There’s been a bevy of intended consequences from the MLB lockout, but one unintended consequence came to light on Monday. For the first time in almost 20 years, MLB players are not being tested for steroids. That being said, minor league players are still currently being tested for PEDs.
When the CBA expired on December 1st, baseball’s Joint Drug Program went with it. Which of course, includes the rules that prohibit MLB players from using steroids and testing them to ensure compliance.
The CEO of USADA (U.S. Anti-Doping Agency), Travis Tygart, raised the alarm this past Monday.
“It should be a major concern to all those who value fair play.”
Predictably, both MLB and the MLBPA declined to comment on the matter.
Tygart warned of the potential dangers of the hiatus on steroid testing. He believes it could impact the integrity of the 2022 season.
“If it’s just a simple matter of agreeing to it…so that when the game does restart, you don’t have questions hanging over individual players based on size, speed, batting percentage, home run numbers, whatever it may be, that people are going to call into question again.”

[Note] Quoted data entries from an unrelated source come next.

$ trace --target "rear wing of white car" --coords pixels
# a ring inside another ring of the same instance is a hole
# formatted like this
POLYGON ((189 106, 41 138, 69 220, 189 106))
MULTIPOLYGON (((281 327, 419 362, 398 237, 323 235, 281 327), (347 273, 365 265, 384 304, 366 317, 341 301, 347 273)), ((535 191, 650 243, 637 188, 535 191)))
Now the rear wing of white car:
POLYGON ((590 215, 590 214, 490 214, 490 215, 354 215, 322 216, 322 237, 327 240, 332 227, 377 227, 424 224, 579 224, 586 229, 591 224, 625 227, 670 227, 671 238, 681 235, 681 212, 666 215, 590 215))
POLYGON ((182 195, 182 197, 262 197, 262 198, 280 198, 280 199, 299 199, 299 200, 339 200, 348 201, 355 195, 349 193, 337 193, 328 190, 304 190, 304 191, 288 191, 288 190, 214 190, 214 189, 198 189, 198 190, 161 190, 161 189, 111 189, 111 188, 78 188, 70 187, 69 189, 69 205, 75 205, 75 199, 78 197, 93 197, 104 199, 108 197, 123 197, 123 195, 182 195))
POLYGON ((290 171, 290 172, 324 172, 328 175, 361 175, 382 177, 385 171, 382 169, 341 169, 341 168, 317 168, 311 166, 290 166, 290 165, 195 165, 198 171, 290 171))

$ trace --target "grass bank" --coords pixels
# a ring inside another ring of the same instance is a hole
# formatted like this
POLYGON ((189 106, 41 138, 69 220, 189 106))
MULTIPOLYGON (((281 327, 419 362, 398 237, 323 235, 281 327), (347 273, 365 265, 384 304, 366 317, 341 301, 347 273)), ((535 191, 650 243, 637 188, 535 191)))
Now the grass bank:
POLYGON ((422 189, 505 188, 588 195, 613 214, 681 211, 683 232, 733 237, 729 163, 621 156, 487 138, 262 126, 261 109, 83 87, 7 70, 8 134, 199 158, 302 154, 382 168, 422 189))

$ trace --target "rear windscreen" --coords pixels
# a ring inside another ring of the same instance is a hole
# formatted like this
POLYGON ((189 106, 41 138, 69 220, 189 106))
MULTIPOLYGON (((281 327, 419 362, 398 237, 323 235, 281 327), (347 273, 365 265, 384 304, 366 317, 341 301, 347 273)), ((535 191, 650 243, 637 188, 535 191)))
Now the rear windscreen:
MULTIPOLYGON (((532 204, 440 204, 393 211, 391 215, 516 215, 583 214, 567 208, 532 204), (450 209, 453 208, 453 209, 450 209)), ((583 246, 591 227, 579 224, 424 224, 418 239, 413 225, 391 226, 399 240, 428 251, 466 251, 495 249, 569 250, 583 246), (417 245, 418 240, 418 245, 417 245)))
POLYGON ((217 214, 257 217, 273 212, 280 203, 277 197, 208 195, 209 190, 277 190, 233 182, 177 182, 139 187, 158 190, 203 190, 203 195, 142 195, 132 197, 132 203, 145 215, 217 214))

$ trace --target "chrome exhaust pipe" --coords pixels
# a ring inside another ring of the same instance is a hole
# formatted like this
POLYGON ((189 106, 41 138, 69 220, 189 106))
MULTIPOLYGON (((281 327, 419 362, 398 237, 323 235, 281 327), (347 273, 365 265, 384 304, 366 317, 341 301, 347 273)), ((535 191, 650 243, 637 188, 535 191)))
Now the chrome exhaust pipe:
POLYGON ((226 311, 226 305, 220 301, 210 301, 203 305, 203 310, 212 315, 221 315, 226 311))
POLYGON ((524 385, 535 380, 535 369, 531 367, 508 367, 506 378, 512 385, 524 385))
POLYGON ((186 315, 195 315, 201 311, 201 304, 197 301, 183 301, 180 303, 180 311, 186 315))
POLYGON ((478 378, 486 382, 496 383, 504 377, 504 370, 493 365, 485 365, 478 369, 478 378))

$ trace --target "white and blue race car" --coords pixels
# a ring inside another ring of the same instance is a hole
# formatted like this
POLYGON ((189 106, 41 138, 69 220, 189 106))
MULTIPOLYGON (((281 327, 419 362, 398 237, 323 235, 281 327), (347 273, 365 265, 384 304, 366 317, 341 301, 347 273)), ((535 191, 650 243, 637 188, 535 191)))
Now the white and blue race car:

The ceasing of steroid testing could not come at a worse time. In January, Hall-of-Fame voters once again did not elect Barry Bonds and Roger Clemens to Cooperstown. Seemingly, for their outsized roles in baseball’s infamous Steroid Era.
Besides cancelling regular games, the last thing the sport of baseball needs is the second coming of the Steroid Era.
For a league that can’t get anything right at the moment, the time is now to mitigate any future steroid controversy.